ABSTRACT

The limbs of higher vertebrates develop from lateral buds consisting of a somatic mesodermal core, surrounded by an ectodermal epithelium. The anlage of the forelimb is located adjacent to somites 16-21 (Zhi et al., 1996), while the hindlimb forms at the level of somites 26-32 (Jacob et al., 1979). The shape of differentiated fore-and hindlimbs (arm-leg; wingleg) may differ considerably, however, it is becoming more and more obvious that the fundamental gene regulatory and morphogenetic mechanisms of limb development are highly conserved (for review see: Morgan and Tabin, 1993; Tabin, 1995; Tickle, 1995; Niswander, 1997). Most of our knowledge on limb development is derived from molecular studies on murine and avian embryos, and many experimental studies employing micro-surgical techniques have been performed on avian and amphibian embryos. These studies have shown that the positioning of the limb anlagen is determined by genes that, in sum, establish the so-called hox code (Charité et al., 1994; Cohn et al., 1997).

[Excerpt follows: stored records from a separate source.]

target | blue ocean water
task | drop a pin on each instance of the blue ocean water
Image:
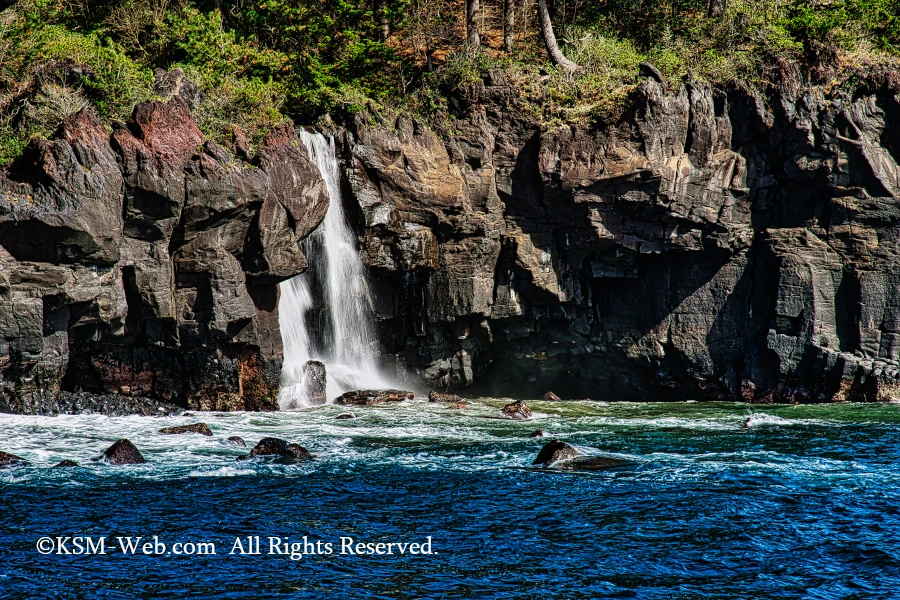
(719, 501)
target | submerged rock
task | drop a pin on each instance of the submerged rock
(201, 428)
(11, 460)
(555, 451)
(123, 452)
(517, 410)
(279, 449)
(439, 397)
(559, 455)
(367, 397)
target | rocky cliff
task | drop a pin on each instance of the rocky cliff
(704, 244)
(145, 261)
(707, 244)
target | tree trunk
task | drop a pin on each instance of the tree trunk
(509, 24)
(553, 50)
(473, 10)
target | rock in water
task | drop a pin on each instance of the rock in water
(279, 449)
(11, 460)
(367, 397)
(439, 397)
(555, 451)
(123, 452)
(201, 428)
(517, 410)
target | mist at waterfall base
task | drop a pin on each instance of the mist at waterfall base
(325, 312)
(804, 502)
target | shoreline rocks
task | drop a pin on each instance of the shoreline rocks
(434, 396)
(200, 428)
(370, 397)
(517, 410)
(123, 452)
(278, 449)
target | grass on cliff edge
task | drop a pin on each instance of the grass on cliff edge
(262, 62)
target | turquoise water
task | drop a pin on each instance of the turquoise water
(803, 502)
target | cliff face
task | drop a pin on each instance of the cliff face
(146, 262)
(705, 245)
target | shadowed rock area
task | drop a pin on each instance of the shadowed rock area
(145, 263)
(200, 428)
(123, 452)
(705, 244)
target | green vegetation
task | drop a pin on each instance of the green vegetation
(259, 63)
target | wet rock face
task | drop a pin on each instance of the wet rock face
(201, 428)
(438, 397)
(278, 449)
(555, 451)
(145, 263)
(11, 460)
(367, 397)
(704, 245)
(517, 410)
(123, 452)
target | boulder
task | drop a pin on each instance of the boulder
(439, 397)
(555, 451)
(201, 428)
(123, 452)
(367, 397)
(11, 460)
(279, 450)
(517, 410)
(558, 455)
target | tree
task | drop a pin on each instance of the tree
(553, 50)
(473, 9)
(509, 23)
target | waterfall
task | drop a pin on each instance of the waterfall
(326, 312)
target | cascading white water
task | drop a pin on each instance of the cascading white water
(326, 312)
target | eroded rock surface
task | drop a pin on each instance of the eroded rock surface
(145, 262)
(703, 245)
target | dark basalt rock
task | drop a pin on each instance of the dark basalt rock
(278, 449)
(11, 460)
(589, 463)
(517, 410)
(439, 397)
(367, 397)
(555, 451)
(201, 428)
(123, 452)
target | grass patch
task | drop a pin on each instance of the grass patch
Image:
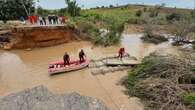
(189, 98)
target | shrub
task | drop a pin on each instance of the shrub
(189, 98)
(174, 16)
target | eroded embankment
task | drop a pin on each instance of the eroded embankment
(39, 98)
(31, 37)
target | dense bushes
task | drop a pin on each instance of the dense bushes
(155, 81)
(174, 16)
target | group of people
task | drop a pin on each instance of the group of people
(67, 57)
(82, 56)
(52, 19)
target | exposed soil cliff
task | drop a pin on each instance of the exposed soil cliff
(31, 37)
(39, 98)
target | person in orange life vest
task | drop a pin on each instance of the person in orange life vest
(121, 53)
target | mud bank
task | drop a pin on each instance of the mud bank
(40, 98)
(40, 36)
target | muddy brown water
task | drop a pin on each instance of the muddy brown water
(21, 69)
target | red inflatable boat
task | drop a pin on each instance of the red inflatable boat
(58, 66)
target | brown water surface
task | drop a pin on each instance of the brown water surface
(21, 69)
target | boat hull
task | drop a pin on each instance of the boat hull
(60, 68)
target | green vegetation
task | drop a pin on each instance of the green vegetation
(72, 8)
(14, 9)
(189, 98)
(150, 37)
(157, 82)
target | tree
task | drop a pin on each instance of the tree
(14, 9)
(73, 9)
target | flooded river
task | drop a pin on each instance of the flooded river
(21, 69)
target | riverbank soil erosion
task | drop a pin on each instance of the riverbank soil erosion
(40, 98)
(42, 36)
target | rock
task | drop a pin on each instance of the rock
(39, 98)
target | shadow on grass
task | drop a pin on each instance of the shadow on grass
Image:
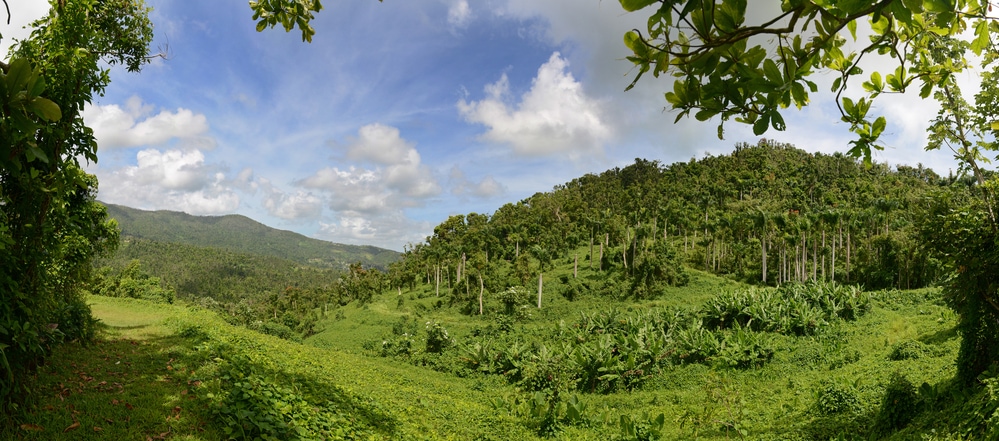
(116, 388)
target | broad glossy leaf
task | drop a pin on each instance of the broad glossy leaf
(46, 109)
(632, 5)
(761, 125)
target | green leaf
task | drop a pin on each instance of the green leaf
(776, 121)
(704, 114)
(937, 6)
(18, 74)
(772, 72)
(46, 109)
(879, 126)
(982, 37)
(760, 126)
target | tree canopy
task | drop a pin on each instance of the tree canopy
(751, 71)
(725, 65)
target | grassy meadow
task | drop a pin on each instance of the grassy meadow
(375, 372)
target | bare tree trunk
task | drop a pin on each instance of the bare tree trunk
(540, 285)
(600, 263)
(591, 252)
(848, 241)
(764, 248)
(832, 267)
(815, 260)
(823, 256)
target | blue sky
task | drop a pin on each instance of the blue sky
(401, 113)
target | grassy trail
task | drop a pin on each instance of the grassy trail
(133, 383)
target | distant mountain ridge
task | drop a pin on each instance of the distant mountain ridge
(242, 234)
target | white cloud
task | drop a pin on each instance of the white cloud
(171, 180)
(488, 187)
(131, 126)
(458, 13)
(382, 145)
(353, 189)
(300, 205)
(384, 231)
(554, 117)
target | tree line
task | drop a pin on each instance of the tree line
(767, 213)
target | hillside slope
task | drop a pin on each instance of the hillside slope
(242, 234)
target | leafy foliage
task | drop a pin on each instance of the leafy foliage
(50, 226)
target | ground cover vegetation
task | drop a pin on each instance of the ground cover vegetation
(656, 335)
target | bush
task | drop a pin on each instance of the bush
(899, 406)
(908, 350)
(437, 338)
(836, 398)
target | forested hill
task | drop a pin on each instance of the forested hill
(242, 234)
(768, 213)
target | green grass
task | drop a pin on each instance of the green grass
(132, 383)
(157, 370)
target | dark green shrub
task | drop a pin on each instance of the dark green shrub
(836, 398)
(908, 350)
(899, 406)
(438, 338)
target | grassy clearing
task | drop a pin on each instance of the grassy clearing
(133, 383)
(169, 372)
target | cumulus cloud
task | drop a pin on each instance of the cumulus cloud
(458, 13)
(486, 188)
(554, 117)
(170, 180)
(132, 126)
(352, 189)
(299, 205)
(398, 178)
(385, 231)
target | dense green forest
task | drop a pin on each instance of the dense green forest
(766, 214)
(766, 294)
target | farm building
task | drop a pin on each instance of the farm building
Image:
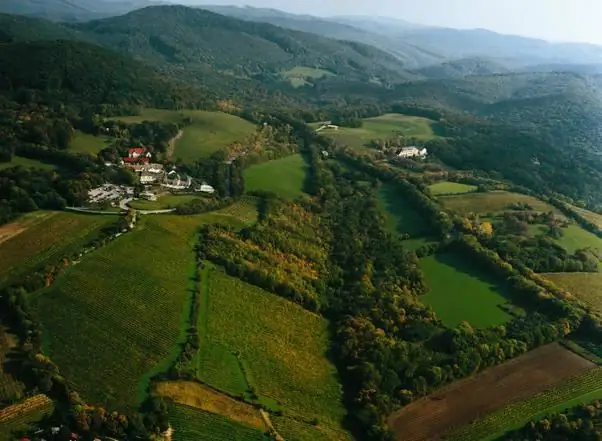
(411, 152)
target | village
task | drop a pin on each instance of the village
(152, 176)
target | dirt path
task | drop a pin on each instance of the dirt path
(172, 144)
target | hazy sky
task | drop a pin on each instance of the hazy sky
(557, 20)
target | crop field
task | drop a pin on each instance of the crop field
(584, 286)
(26, 162)
(21, 416)
(492, 202)
(285, 176)
(293, 430)
(298, 76)
(400, 216)
(204, 398)
(575, 238)
(282, 348)
(460, 292)
(85, 143)
(116, 315)
(42, 236)
(463, 402)
(10, 388)
(581, 389)
(163, 202)
(386, 126)
(190, 424)
(447, 188)
(207, 133)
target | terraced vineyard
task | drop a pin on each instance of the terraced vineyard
(21, 416)
(191, 424)
(578, 390)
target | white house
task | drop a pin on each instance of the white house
(411, 152)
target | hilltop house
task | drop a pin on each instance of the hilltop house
(412, 152)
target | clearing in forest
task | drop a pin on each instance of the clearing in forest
(26, 162)
(458, 291)
(492, 202)
(300, 75)
(206, 133)
(86, 143)
(284, 176)
(44, 236)
(202, 397)
(274, 346)
(21, 416)
(385, 127)
(190, 424)
(447, 188)
(579, 390)
(401, 217)
(585, 286)
(462, 402)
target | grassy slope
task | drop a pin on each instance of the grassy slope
(208, 132)
(284, 176)
(585, 286)
(460, 293)
(578, 390)
(85, 143)
(282, 348)
(443, 188)
(26, 162)
(45, 236)
(383, 127)
(191, 424)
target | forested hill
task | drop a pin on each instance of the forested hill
(191, 42)
(70, 73)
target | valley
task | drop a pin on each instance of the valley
(245, 224)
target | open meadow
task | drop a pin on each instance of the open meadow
(86, 143)
(581, 389)
(22, 416)
(492, 202)
(460, 292)
(26, 162)
(464, 401)
(285, 176)
(39, 237)
(585, 286)
(275, 347)
(447, 188)
(390, 125)
(207, 133)
(190, 424)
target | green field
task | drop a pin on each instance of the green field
(26, 162)
(575, 238)
(281, 346)
(585, 286)
(163, 202)
(207, 133)
(458, 292)
(387, 126)
(578, 390)
(492, 202)
(190, 424)
(44, 236)
(23, 416)
(400, 216)
(115, 316)
(298, 76)
(285, 176)
(85, 143)
(446, 188)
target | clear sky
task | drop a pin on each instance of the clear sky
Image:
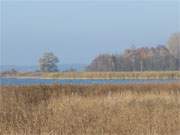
(76, 31)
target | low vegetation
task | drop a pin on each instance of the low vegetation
(143, 109)
(97, 75)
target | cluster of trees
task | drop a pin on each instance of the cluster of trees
(133, 59)
(141, 59)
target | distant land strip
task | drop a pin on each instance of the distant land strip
(94, 75)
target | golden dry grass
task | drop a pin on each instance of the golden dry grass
(101, 75)
(143, 109)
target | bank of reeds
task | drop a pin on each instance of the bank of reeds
(133, 109)
(100, 75)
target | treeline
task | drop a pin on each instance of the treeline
(141, 59)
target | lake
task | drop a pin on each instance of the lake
(14, 81)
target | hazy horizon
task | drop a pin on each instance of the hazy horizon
(78, 31)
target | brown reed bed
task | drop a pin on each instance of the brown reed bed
(98, 75)
(131, 109)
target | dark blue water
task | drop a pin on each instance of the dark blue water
(13, 81)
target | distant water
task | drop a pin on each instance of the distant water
(13, 81)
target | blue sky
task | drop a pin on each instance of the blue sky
(76, 31)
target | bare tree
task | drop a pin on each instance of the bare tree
(173, 45)
(48, 62)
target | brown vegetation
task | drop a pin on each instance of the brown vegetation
(97, 75)
(143, 109)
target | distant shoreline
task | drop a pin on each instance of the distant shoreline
(147, 75)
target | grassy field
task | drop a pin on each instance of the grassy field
(99, 75)
(143, 109)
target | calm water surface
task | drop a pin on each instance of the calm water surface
(14, 81)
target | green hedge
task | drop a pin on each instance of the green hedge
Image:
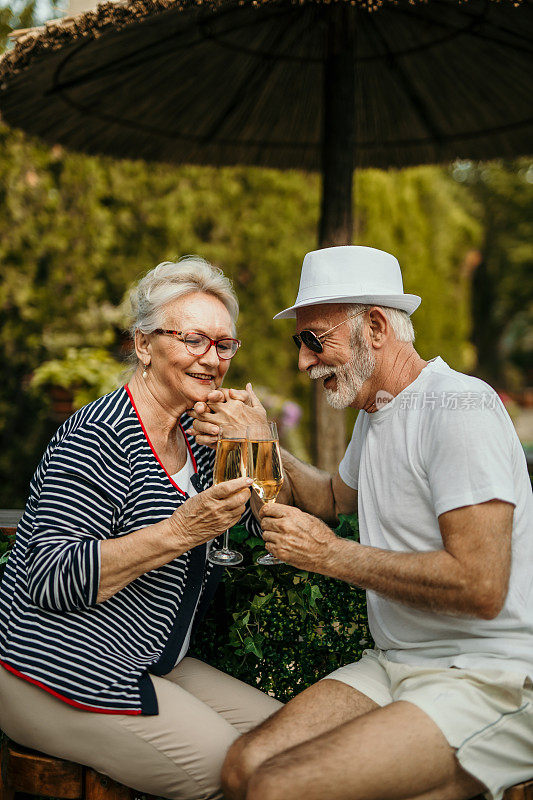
(278, 628)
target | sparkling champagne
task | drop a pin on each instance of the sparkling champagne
(230, 460)
(265, 468)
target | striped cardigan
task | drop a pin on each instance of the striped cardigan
(98, 479)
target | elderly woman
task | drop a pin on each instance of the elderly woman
(108, 576)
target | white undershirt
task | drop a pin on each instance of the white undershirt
(183, 479)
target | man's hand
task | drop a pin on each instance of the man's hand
(239, 407)
(296, 538)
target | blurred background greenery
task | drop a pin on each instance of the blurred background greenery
(77, 231)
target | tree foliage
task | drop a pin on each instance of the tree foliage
(75, 232)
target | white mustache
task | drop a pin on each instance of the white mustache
(320, 371)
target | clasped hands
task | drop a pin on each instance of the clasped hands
(297, 538)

The specific expression pattern of Hox9 genes in the somatic mesoderm of wing, flank and leg level is crucial for the positioning of limb buds and their specification into wing or leg (Cohn et al., 1997). Outgrowth and patterning of the limbs is controlled by a cascade of regulatory genes involving Fibroblast Growth Factors (FGFs), Bone morphogenetic proteins (Bmps), Sonic hedgehog (Shh), Radical fringe and Wnts (Peters et al., 1992; Riddle et al., 1993; Dealy et al., 1993; Echelard et al., 1993; Niswander et al., 1994; Cohn et al., 1995; Crossley and Martin 1995; Laufer et al., 1997).